Muere a los 102 años el sacerdote católico alemán Herman Scheipers. Nadie como él conoció el drama de los totalitarismos, explica Álvaro Real en Aleteia. Su vida tuvo distintas etapas. La primera fue su persecución durante el nazismo. Durante años llevó cosido a su chaqueta el número 24255. Un número que siempre recordó y que le marcó. La segunda tras escapar del campo de concentración, fue vigilado por la STASI, los servicios de inteligencia de la República Democrática Alemana. La tercera, tras caer el muro, con el capitalismo al que también definió como totalitario.
 
Le presionaron para que renunciara al Sacerdocio y al no hacerlo fue condenado por ser “un defensor fanático de la Iglesia”. “Propenso a generar intranquilidad a la población, por lo que ordenamos su internamiento en el campo de concentración de Dachau”, decía el Tercer Reich.


 
El haber sobrevivido corporal y espiritualmente al infierno se lo debo exclusivamente a mi fe”, explicaba el sacerdote durante una conferencia celebrada en Madrid en el año 2011.
 
En más de una ocasión definió el campo de Dachau como “lo peor y lo mejor de lo que el hombre es capaz”. Siempre lo tuvo muy claro: de allí podría convertirse o en criminal o en santo: “Los nazis enfrentaban a unos presos contra otros, con un sistema de capos”, explicó.
 
“Sabíamos que, más pronto o más tarde, nos esperaba la cámara de gas. Cuando me llegó el turno, tuve una de las experiencias de solidaridad más profundas de mi vida. Otro sacerdote, muy enfermo, me paró en mi camino para ofrecerme el pedazo de pan de ese día. Quise rechazarlo: a él le hacía falta, y yo moriría poco después. Él insistió, diciendo que los apóstoles descubrieron al Señor al partir el pan. Lo acepté, profundamente conmovido. Mi ejecución fue cancelada milagrosamente; él murió. Cada vez que celebro la Eucaristía veo ese pan”, afirmaba el Padre Scheipers.
 
En sus conferencias mostró el horror de la guerra, pero también ofreció testimonios positivos de lo sucedido en esos días: “Poco antes de terminar la guerra, los nazis ordenaron desalojar el campo, y se organizaron las marchas de la muerte. Yo conseguí escapar de la última. Había un pabellón de moribundos con enfermedades altamente contagiosas. No quedaba tiempo para deshacerse de ellos, y ordenaron a sus capos quedarse para cuidarlos. Eran comunistas, y se negaron. Las SS pidieron voluntarios, y sólo los católicos estuvieron dispuestos a sacrificar sus propias vidas para no abandonar a los moribundos.
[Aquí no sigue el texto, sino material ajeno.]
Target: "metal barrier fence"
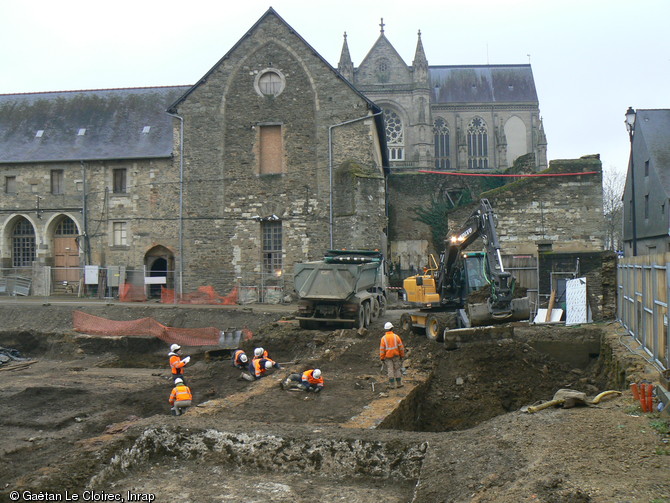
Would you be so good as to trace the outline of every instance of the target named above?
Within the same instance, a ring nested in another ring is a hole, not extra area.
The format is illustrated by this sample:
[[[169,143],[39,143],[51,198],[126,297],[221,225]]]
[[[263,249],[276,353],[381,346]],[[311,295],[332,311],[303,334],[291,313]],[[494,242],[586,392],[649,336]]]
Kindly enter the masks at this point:
[[[0,268],[0,296],[73,297],[164,303],[280,304],[290,300],[293,276],[253,273],[235,278],[233,284],[205,285],[175,296],[175,271],[158,275],[146,268],[124,266]]]
[[[670,368],[670,253],[619,259],[617,317],[662,370]]]

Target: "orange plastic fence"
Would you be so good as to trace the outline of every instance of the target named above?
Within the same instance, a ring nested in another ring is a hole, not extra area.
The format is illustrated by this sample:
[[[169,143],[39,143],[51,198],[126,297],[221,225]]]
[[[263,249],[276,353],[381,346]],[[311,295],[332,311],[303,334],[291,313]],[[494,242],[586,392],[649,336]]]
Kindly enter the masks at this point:
[[[121,302],[145,302],[147,295],[144,293],[143,287],[124,283],[119,288],[119,300]]]
[[[238,302],[237,287],[225,296],[216,293],[212,286],[200,286],[198,290],[193,293],[186,293],[178,299],[178,304],[219,304],[224,306],[232,306]],[[161,303],[174,304],[175,291],[170,288],[161,288]]]
[[[158,323],[153,318],[141,318],[132,321],[115,321],[93,316],[82,311],[72,314],[74,329],[91,335],[133,336],[152,335],[168,344],[183,346],[215,346],[219,344],[221,332],[215,327],[173,328]],[[244,333],[245,339],[251,336]]]

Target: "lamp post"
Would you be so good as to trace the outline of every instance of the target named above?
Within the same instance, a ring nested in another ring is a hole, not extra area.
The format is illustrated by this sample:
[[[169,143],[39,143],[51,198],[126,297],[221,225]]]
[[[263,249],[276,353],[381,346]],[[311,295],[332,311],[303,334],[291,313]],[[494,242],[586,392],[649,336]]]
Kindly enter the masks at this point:
[[[626,110],[626,129],[628,130],[628,138],[630,139],[630,159],[628,165],[630,166],[630,190],[631,190],[631,217],[633,219],[633,257],[637,256],[637,219],[635,218],[635,161],[633,159],[633,135],[635,134],[635,110],[633,107],[628,107]]]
Fue esa entrega a Cristo por encima de cualquier poder terrenal y hasta de la propia muerte lo que Hitler y Stalin no podían tolerar.”


 

Logró fugarse, pero siguió viviendo perseguido por el totalitarismo. Ya no era el Tercer Reich sino la STASI comunista quien lo tenía vigilado. Desde el año 1946 hasta la caída del muro de Berlín atendió a refugiados que llegaban a la Alemania del Este.
 
Así contaba en una entrevista este periodo de su vida: “Siempre quise ser sacerdote donde más falta hiciera. Después de la guerra, sin duda, era la Alemania ocupada por la URSS. Mis familiares pusieron el grito en el cielo, pero yo sabía perfectamente dónde me llamaba Dios. En la Alemania comunista fui espiado, amenazado, y nuestros medios eran tan precarios que recuerdo una Misa en la que se congeló el vino”.
 
De su experiencia bajo la persecución de dos totalitarismos expresó que la vivió porque “no aceptábamos la supremacía de ningún hombre, ni de Hitler, ni de Stalin, ni la dictadura del proletariado, por encima de Cristo”. Aún después de la caída del muro, el Padre Scheipers siguió viendo que el cristianismo es “un estorbo para la pretensión de los poderosos de dominar todos los aspectos de la vida en su propio beneficio”.
 
También fue crítico con el capitalismo: “Este totalitarismo vació las iglesias sin amenazar con la cárcel. Hay libertad de religión, pero sus medios de comunicación se encargan de que se vea mal su ejercicio”. El Padre Scheipers vivió siempre perseguido, sin embargo vivió una vida plena de felicidad y alegría: “En todo momento, mantuve una profunda confianza en Dios. Él era responsable de mi vida; no yo. Eso me daba un gran sosiego, incluso en los momentos más difíciles. Sin fe, mi vida hubiera estado llena de amargura y resentimiento”, afirmaba.